Einige Menschen, die mit ihren Ideen und ihrem Engagement unsere Region prägten, sind für immer gegangen. © Egbert Kamprath

Die Stadt Rabenau war einst die Stuhlbauerhochburg, doch es war ausgerechnet ein promovierter Maschinenbauingenieur, der die angestaubte Heimatsammlung der Stadt Rabenau auf ein neues Niveau hob und daraus das Deutsche Stuhlbaumuseum machte: Johann Spensberger.

In Landsberg geboren und in seiner Jugend nach Sachsen gekommen, hörte man ihm sein bayrisches Idiom auch Jahrzehnte später noch an. Erst im Ruhestand ab 2002 hatte er genug Zeit, sich ehrenamtlich in seiner Heimatstadt Rabenau zu engagieren. Damals wurde die Werkstatt eines verstorbenen Stuhlbauers ins Museum umgesetzt. Johann Spensberger packte mit an und entdeckte seine späte Liebe zum Handwerk. Es lag wohl auch an seinem Organisationstalent, dass man ihm schließlich den Chefposten antrug.

Johann Spensberger leitete viele Jahre das Deutsche Stuhlbaumuseum in Rabenau.
Johann Spensberger leitete viele Jahre das Deutsche Stuhlbaumuseum in Rabenau. © Karl-Ludwig Oberthür

Bis 2016 leitete er das Museum und legte mit seinem Team den Grundstein für die Auszeichnung mit dem Sächsischen Museumspreis im Jahr 2021. Zu dem Zeitpunkt hatte er sich gesundheitsbedingt zurückgezogen, wirkte aber weiter im Förderkreis des Museums mit. Johann Spensberger starb am 5. Mai. Er wurde 87 Jahre alt.

Dietrich Papsch: ein "Sonnensucher" mit Leidenschaft

Maler, Autor, Umweltaktivist - Dietrich Papsch war ein Mann, auf den das Wort "umtriebig" hundertprozentig zutraf. Bekannt wurde der Schellerhauer, der eigentlich aus dem thüringischen Schmalkalden stammt, erst im Unruhestand, nachdem er 2003 in die Rente gewechselt war. Papsch betätigte sich als Maler, im Sportverein, beim Kammlauf, im Heimatverein und unterstützte den Botanischen Garten Schellerhau, in dessen Nachbarschaft er wohnte.

Vor allem aber wurde Dietrich Papsch auch als Umweltaktivist bekannt. Sein Ziel sei es, sagte er einmal, dass Schellerhau seine Energie komplett von der Sonne und weiteren regenerativen Quellen beziehe.

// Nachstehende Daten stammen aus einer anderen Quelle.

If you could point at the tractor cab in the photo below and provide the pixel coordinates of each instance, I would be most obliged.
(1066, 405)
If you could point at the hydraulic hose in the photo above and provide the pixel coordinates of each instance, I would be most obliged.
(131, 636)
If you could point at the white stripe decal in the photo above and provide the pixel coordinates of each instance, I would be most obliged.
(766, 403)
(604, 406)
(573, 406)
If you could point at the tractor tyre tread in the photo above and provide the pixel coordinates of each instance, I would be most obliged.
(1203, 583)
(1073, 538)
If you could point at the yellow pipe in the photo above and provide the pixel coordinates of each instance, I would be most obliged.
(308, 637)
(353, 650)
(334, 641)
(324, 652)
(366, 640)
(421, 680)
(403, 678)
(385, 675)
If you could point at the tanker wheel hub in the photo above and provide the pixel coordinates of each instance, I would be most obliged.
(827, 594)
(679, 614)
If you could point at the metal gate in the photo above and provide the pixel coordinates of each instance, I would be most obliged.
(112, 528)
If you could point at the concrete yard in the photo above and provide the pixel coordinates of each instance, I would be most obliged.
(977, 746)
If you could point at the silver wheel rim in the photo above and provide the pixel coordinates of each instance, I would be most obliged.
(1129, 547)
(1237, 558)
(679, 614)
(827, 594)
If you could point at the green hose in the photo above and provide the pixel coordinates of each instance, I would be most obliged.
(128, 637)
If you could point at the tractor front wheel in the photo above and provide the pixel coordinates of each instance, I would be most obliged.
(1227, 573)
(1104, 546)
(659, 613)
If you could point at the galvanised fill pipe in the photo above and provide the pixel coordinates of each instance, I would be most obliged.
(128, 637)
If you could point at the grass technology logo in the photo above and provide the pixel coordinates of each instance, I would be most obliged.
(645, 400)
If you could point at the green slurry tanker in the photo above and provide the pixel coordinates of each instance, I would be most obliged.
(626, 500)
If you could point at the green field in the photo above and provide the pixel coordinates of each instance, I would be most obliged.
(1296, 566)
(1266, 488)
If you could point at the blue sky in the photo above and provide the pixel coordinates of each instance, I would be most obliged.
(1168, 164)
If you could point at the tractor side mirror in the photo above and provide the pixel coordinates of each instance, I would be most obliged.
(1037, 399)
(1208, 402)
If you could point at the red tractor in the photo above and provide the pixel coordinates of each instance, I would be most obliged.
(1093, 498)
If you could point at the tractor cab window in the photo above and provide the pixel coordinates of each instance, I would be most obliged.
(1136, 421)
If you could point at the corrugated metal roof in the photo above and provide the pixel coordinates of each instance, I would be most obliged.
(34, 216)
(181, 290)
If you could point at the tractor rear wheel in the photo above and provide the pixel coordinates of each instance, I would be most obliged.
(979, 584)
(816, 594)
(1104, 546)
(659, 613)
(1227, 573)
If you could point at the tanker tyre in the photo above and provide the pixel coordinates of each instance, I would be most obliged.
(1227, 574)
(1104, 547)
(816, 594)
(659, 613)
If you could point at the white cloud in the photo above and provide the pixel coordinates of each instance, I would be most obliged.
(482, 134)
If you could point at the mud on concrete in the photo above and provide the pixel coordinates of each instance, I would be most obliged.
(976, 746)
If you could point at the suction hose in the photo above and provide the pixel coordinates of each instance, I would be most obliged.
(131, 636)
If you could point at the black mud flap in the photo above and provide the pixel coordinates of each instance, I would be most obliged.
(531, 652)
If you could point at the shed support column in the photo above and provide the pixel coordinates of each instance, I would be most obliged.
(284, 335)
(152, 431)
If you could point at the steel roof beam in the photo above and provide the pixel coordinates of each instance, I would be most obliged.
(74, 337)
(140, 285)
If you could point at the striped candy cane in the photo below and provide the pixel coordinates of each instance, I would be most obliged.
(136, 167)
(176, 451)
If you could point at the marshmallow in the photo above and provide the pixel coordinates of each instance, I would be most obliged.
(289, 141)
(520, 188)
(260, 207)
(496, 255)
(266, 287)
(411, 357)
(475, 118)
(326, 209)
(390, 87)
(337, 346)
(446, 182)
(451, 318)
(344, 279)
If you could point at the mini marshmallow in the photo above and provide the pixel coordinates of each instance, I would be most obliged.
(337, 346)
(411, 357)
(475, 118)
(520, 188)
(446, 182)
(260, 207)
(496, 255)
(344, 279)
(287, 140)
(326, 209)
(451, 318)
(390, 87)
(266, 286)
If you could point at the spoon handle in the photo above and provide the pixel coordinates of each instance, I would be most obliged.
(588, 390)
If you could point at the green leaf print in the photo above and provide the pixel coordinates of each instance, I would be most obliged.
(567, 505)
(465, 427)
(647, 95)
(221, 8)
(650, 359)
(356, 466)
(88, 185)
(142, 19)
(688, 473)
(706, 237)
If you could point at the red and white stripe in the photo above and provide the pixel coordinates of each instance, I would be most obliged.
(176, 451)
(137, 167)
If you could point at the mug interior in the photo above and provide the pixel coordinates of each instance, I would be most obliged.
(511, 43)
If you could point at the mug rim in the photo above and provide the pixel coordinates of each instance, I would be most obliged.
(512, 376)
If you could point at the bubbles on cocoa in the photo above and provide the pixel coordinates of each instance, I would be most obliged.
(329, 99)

Der Schellerhauer Dietrich Papsch hat sich als einer der Ersten im Osterzgebirge dafür entschieden, sich eine Photovoltaikanlage aufs Dach zu bauen.
Der Schellerhauer Dietrich Papsch hat sich als einer der Ersten im Osterzgebirge dafür entschieden, sich eine Photovoltaikanlage aufs Dach zu bauen. © Egbert Kamprath

Er selbst ging dabei mir großen Schritten voran und stattete sein Haus frühzeitig mit Fotovoltaik, Solarthermie und Holzpelletheizung aus. Als "Sonnensucher vom Kahleberg", so der Titel eines seiner Bücher, wurde er nicht müde, im Osterzgebirge für die regenerative Energie zu werben und andere zu überzeugen, es ihm gleichzutun. Papsch war immer einer, der für seine Überzeugungen stand und anpackte. Zuletzt in diesem Frühjahr, als er 36 seiner Bilder versteigerte und die zusammengekommen 5.000 Euro dem Botanischen Garten spendete. Dietrich Papsch starb am 16. Juli im Alter von 85 Jahren.

Klaus Mättig: ein unkonventioneller Macher

An ihm führte in Freital eineinhalb Jahrzehnte kein Weg vorbei. 2001 war der frühere Pesterwitzer Verwaltungs-Chef Klaus Mättig Oberbürgermeister in Freital geworden, er prägte die Stadt wie nur wenige andere Lokalpolitiker zuvor. Bereits kurz nach der Wende war der gelernte Landmaschinenschlosser in die Politik gewechselt und hatte zunächst Pesterwitz zu einem bei Häuslebauern beliebten Vorort von Dresden gemacht. Als Pesterwitz eingemeindet wurde, stellte er sich als Freitaler Oberbürgermeister zur Wahl und gewann.

Seine Tatkraft musste er im August 2002 unter Beweis stellen, als die Jahrhundertflut der Weißeritz die Stadt mit voller Wucht traf. Noch Jahre später lobten selbst politische Gegner Mättigs Flutmanagment. Das war erst der Auftakt. In die Amtszeit von Klaus Mättig fielen wichtige Entscheidungen zum Straßenbau, zur Sanierung von Schulen und Kindergärten, zur Grundstücksverkäufen und -käufen. In diese Zeit fiel auch der Abriss etlicher alter Gebäude in Freital, für die es aus damaliger Sicht keine Perspektive gab, zum Beispiel des Saals am Goldenen Löwen.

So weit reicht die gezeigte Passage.